How to correctly set content-length in spark java after gzip header

lepe :

I'm using Spark to serve different kind of contents. "Content-Length" is calculated correctly, but I'm facing an issue when using:

response.header("Content-Encoding", "gzip")

According to their documentation, spark will automatically gzip the content when that header is set... and it does it.

However, the "Content-Length" that I previously calculated is no longer valid and thus I get a 'net::ERR_CONTENT_LENGTH_MISMATCH' error in the browser.

Gzipping it myself, and calculating the resulting size is not possible as spark will compress the output again.

How can I know which is the resulting size after spark compress the output?

More details:

I created a library over Spark which sets automatically such headers, the interesting part looks like (simplified):

if(request.headers("Accept-Encoding")?.contains("gzip")) {
    response.header("Content-Encoding", "gzip")
    // How to get or calculate the resulting size?
    response.header("Content-Length", ???????)
}

The problem is that Spark is not setting automatically the "Content-Length" header, so I'm trying to add it. The calculation is correct (without compressing) until that point, but as Spark is going to compress the output (because it detects "gzip" as encoding), I don't have a reliable way to set it correctly.

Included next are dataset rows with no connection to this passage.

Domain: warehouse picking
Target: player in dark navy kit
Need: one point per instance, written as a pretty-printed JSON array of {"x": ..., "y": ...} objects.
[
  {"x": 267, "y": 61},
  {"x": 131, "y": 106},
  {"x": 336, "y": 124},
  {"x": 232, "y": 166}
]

The ways I can think of to fix this issue are:

  1. Wait until Spark adds that header automatically (or rolling my own branch).
  2. Find a way to get that size after Spark compressed the output.
  3. Compress it in the same way Spark is doing it so I can calculate the size (but ugly as it will compress the output twice == CPU waste).

My current solution is not to set the Content-Length header when using gzip header (but its not ideal for large-size files as the browser won't know which percentage has already downloaded).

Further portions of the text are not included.